- Born: Fung Yan Yan November 12, 1965 Hong Kong
- Died: February 23, 2020 (aged 54)
- Education: Holy Angels Canossian School St. Teresa Secondary School University of Oregon
- Occupation: Novelist
- Writing career
- Years active: 1985–2019
- Genres: Adolescent Literature, Children's Books

= Quenby Fung =

Hong Kong writer (1965–2020)

Quenby Fung (君比) (12 November 1965 – 23 February 2020), born Fung Yan Yan (馮忻忻) was a novelist in Hong Kong focused on writing Chinese children's literature for early teens. She had been writing stories and novels when she was studying in university. She became a teacher later on when she returned to Hong Kong from studying in the United States, and started a column in a local leading newspaper, the Ming Pao.

Quenby's pen name came from her award-winning novel of the same name. Her stories are known for depicting the subtle changes in feelings and behavioral changes of teenagers, as she was an experienced English teacher in a local girls' school. Many schools choose her novels as selected books for book reports.
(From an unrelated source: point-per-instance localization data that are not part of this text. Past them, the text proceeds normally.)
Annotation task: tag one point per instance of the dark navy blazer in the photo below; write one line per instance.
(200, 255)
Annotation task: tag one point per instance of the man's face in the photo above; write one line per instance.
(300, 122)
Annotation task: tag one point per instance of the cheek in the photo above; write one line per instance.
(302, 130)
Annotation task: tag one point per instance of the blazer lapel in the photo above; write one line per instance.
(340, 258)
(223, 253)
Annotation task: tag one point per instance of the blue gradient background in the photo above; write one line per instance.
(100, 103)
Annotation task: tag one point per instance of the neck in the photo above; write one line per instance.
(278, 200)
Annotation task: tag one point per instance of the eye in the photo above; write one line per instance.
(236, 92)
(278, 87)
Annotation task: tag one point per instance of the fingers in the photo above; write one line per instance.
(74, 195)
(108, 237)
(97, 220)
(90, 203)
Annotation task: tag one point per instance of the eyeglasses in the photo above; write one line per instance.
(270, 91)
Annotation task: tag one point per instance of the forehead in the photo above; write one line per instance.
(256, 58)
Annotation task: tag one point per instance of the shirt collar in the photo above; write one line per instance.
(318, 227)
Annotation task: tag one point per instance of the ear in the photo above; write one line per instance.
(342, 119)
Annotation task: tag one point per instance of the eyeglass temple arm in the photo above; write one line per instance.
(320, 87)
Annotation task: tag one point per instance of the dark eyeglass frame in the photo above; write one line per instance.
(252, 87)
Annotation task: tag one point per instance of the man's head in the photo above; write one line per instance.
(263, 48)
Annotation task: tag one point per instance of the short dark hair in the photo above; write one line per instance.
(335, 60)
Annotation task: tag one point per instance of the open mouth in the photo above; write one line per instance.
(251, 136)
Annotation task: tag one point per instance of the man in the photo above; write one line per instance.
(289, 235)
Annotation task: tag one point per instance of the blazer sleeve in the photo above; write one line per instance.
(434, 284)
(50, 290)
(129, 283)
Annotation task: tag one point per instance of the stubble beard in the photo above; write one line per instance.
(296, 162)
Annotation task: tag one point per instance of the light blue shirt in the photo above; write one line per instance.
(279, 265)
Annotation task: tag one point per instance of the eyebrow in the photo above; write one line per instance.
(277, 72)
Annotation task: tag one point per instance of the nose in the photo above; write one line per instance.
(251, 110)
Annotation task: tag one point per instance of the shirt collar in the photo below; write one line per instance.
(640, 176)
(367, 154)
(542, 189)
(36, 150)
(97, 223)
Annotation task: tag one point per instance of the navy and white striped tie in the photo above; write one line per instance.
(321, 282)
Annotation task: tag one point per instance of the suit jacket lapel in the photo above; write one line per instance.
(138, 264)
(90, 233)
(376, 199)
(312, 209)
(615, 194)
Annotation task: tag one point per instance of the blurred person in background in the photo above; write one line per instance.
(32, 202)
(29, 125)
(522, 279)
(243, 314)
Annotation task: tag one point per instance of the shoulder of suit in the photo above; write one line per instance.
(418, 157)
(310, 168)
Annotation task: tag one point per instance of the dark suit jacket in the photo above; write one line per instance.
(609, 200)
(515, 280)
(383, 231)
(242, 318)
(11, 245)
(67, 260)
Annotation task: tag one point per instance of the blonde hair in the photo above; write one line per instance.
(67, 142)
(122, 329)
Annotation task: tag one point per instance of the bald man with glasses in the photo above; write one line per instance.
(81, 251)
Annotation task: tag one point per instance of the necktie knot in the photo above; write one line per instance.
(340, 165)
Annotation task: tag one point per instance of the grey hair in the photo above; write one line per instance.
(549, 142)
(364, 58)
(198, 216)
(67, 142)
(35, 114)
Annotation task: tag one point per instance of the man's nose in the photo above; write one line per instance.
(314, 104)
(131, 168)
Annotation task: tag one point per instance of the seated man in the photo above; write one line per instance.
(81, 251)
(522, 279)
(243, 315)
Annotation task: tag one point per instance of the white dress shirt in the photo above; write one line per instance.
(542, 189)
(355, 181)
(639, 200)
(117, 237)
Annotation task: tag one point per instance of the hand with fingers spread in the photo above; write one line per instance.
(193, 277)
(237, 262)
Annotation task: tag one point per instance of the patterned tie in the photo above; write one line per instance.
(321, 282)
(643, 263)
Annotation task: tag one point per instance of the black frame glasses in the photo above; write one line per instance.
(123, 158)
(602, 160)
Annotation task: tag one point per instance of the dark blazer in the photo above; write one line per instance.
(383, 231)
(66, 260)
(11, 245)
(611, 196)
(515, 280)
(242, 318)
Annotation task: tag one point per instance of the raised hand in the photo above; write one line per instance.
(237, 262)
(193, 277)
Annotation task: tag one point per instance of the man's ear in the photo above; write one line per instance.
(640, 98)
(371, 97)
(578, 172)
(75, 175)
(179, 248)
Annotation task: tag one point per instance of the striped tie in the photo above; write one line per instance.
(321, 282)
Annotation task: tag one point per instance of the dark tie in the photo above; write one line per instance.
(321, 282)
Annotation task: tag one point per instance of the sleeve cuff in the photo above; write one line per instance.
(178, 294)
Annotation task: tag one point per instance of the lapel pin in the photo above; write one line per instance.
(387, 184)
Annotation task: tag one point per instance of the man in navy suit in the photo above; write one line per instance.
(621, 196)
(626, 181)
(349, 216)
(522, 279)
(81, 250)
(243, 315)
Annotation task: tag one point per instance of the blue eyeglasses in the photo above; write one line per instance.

== Information on her novels ==
Fung's novels focus on depicting the mindset and behaviors of adolescents, such as interpersonal relationships of secondary school students and the romantic lives of them. She makes good use of her role as a secondary school English teacher to experience and understand the mindsets of secondary school students, and exhibit them through her novels. Her books are very popular among youngsters in Hong Kong, especially among the senior primary and junior secondary students.

== Influence and impact to society ==
Some students being bullied or having experienced family problems are willing to contact teachers and social workers for help after reading her inspiring books. Thus, Fung was willing to donate to, and support organizations in Hong Kong that provide support for teenagers.